To the best of our knowledge, this large prospective study of Chinese adults is the first to assess the associations between anthropometric measures and future risk of sepsis-related mortality in a population outside HICs, including both urban and rural areas and facing the dual burden of underweight and obesity. The large sample size enabled us to further subdivide the BMI categories in the normal range and found that even participants with low- and mid-normal weight had increased sepsis-related mortality risk. Both BMI and WC were measured using standardized examination procedures and calibrated equipment, allowing us to better phenotype body composition. Our primary analyses excluded participants known to have major chronic diseases at baseline and omitted the first 3 years of follow-up to avoid reverse causation. More sensitivity analyses were performed to detect the presence of any biases, including restriction of analysis to never smokers to avoid residual confounding by smoking.

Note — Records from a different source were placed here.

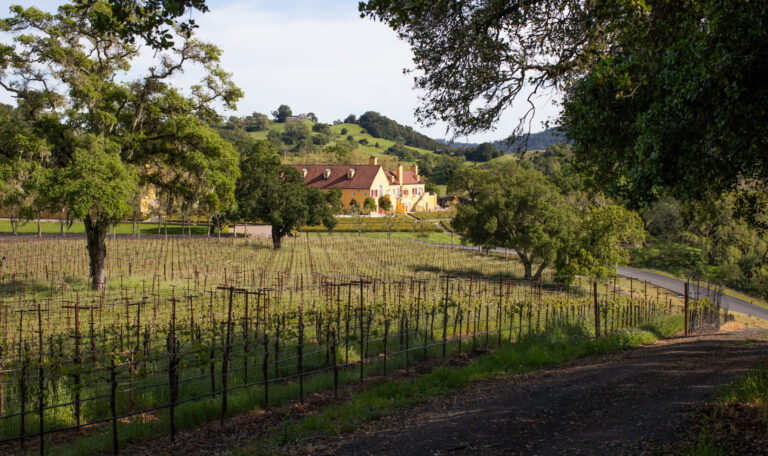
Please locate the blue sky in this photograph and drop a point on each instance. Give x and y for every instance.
(319, 56)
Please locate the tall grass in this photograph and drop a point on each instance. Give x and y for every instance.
(535, 351)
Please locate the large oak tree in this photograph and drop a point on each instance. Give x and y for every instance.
(108, 129)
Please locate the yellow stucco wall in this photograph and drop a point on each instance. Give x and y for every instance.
(401, 203)
(359, 195)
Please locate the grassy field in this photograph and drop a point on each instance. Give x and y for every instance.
(555, 346)
(357, 133)
(27, 228)
(400, 223)
(679, 261)
(302, 299)
(735, 422)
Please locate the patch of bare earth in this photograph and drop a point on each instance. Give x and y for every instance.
(633, 402)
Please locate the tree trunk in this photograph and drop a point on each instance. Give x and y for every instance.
(527, 264)
(277, 237)
(14, 223)
(540, 270)
(95, 235)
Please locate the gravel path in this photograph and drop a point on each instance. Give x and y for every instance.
(628, 403)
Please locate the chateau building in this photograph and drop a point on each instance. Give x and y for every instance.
(405, 188)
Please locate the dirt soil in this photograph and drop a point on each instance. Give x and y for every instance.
(636, 402)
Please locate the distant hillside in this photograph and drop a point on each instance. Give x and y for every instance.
(536, 141)
(383, 127)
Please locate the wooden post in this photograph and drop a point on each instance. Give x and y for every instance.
(597, 311)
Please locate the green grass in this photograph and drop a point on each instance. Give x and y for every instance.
(677, 260)
(437, 238)
(27, 228)
(752, 390)
(671, 257)
(535, 351)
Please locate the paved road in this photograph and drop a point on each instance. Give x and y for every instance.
(676, 286)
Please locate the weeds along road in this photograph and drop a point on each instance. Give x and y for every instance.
(674, 285)
(628, 403)
(677, 286)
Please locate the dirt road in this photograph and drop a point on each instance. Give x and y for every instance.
(629, 403)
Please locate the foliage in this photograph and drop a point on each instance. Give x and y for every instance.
(680, 107)
(295, 132)
(383, 127)
(153, 20)
(467, 181)
(385, 203)
(369, 204)
(69, 83)
(271, 192)
(602, 242)
(282, 113)
(322, 128)
(474, 61)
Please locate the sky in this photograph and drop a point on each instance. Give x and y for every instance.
(318, 56)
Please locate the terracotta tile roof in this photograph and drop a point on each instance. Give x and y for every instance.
(409, 178)
(363, 178)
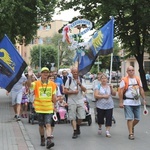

Our study has limitations worth mentioning. First of all, the algorithm to identify sepsis-related death was based on ICD codes for acute infections. However, this approach warrants relatively accurate identification of sepsis, according to our previous study [1] and validation in the present study. It might be the only pragmatic approach to investigate sepsis-related mortality in LMICs with limited electronic medical records. Also, misclassification of sepsis-related mortality should be non-differential on BMI categories. Second, BMI and WC of all CKB participants were measured only once at baseline, but they were suggested to have high levels of concordance in replicate measures taken from the same adults some years apart [12]. Third, being an observational study, residual confounding and inferring causality are often challenging.

Conclusion

In summary, this population-based, prospective cohort of Chinese adults provides convincing evidence that underweight, lower normal weight, and abdominal obesity are associated with increased future risk of sepsis-related mortality over 10 years. The double burden of malnutrition, together with a higher probability of infection and organ dysfunction, and higher case-fatality rates [29], indicates a heavy sepsis burden faced by LMICs. To make long-term public health gains, a particular focus should be on modifiable risk factors for the primary prevention of sepsis.